Nonetheless as a modern society we have a major problem with (both) radical religions, and I would include both extremes of Christianity and Islam. Right now we live in a pluriform society where the idea of treating the persistently religious as crazy people, in whatever degree, would widely be deemed as unacceptable and taboo. Religion is an inalienable part of most countries and many moderates in any faith, whether it is Islam, Christianity, Hinduism, Buddhism or Judaism (or even Atheist?) tend to at least know or have relationships with people of more insistent religious convictions. The moderate and the fundamentalist in society tends to be interwoven.

But in a country with mixed religions we have a completely new situation. There are cases when radicals have started attacking even moderate religious figures in the same religious system, whereas inter-religious violence and irreconcilable hostility has become something we universally take for granted as some kind of new perverse “normal”.

For some reason we institutionalize and medicate people who frequentlt say “insane things” but we are not willing to apply the same metric when the person making the statements is religious. The measure for regarding societally maladjusted behavior is inconsistently high.

The basic tenet is that people should have a high degree of freedom of expression, within the historical context of particular countries. In the US this freedom is paramount, whereas in Germany it has been democratically decided you simply can not discuss or say certain things. So if (pardon me the example) a muslim in Germany publicly says and repeats religiously inspired concepts uttering gays to be lower than pigs, we somehow accept this as “just an opinion”, whereas making the same statement about Jews would be a particularly sensitive topic.

If something looks like a duck, quacks like a duck and walks like a duck mostly it tends to be a duck. If a person says universally insane and particularly violent things, regardless of the context, we might as well start a debate about our standards of regarding such a person insane, and if we then conclude after long deliberation we are not prejudiced towards that person, we might as well start regarding these ideas as a form of insanity.

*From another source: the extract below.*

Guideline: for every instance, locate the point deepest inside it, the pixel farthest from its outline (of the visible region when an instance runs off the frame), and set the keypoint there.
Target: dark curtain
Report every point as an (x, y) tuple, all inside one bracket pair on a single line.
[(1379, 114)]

Clearly I am thinking of Islam here. I know it is an offensive idea in the current political climate, but what good is it to wait until utterly and irreconcilably desocialized and persistently violent minorities actually degenerate in their predispositions to actual violence before we act? And what good does it then do to put these people in a prison for a long stretch of time? Prisons are places that assume a certain amount of free will and ability to self-reflect on part of the convicted criminal. Prisons are part society meting out punishment, and part about rehabilitation through the most merciful available penalty – confinement and suspension of freedom. There is plenty reason to assume someone who is crazy actually fares badly in prison.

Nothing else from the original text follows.